The shadowing of the SOX combines the envisaging of: the state of charge (SOC); the state of health (SOH); the state of energy (SOE); and the state of function (SOF), of the ESS (100). For example, the SOC, the SOH, the SOE, and the SOF may be envisaged, at various levels, including, but not limited to: module-level; ESS-level; pack-level; system-level; and/or the like.
All SOC values envisaged may be collectively referred to as SOCs. Likewise, all SOH values envisaged may be collectively referred to as SOHs. Along similar lines, all SOE values envisaged may be collectively referred to as SOEs. Further, all SOF values envisaged may be collectively referred to as SOFs.
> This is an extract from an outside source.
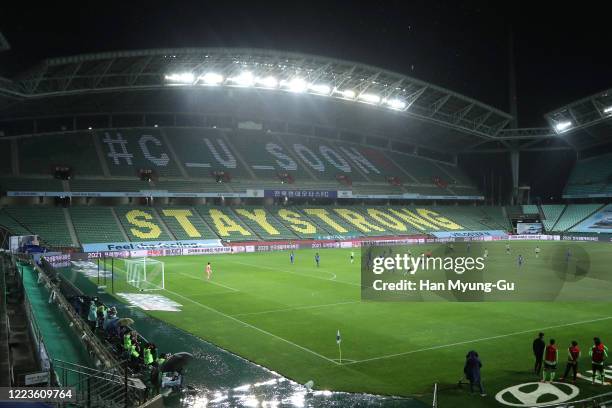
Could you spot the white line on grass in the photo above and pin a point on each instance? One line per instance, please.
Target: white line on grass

Adaptive filter techniques (or adaptive filter technique) are (or is) employed, to envisage ESS model parameters (or said energy storage system’s model parameters), with the voltage, current, and temperature values, of the representative module (within a pack surveilled), in real-time. A person skilled in the art will appreciate the fact that the adaptive filter technique may be any suitable type known in the art, for example, Kalman filter, particle filter, H-infinity, and/or the like.
Along with the ESS model parameters, a max SOC and a min SOC of the representative module are envisaged, in real-time, using the adaptive filter techniques, for envisaging a pack SOC and a system SOC.
The envisaging of a respective representative module, a pack SOH, and a system SOH, are performed, in real-time, based on the envisaged SOCs. Further, power fade and capacity fade are incorporated, in the envisaging of the SOHs.
For the envisaging of the SOEs, along with the voltage, current and temperature, the envisaged SOCs and the envisaged SOHs are also included. Real-time envisaging of different components of energy, including maximum remaining energy, maximum charge energy, and maximum available energy, is performed.
For the envisaging of the SOFs, fully charged system maximum power, load power demand, and instantaneous power, envisaged in real-time, are included.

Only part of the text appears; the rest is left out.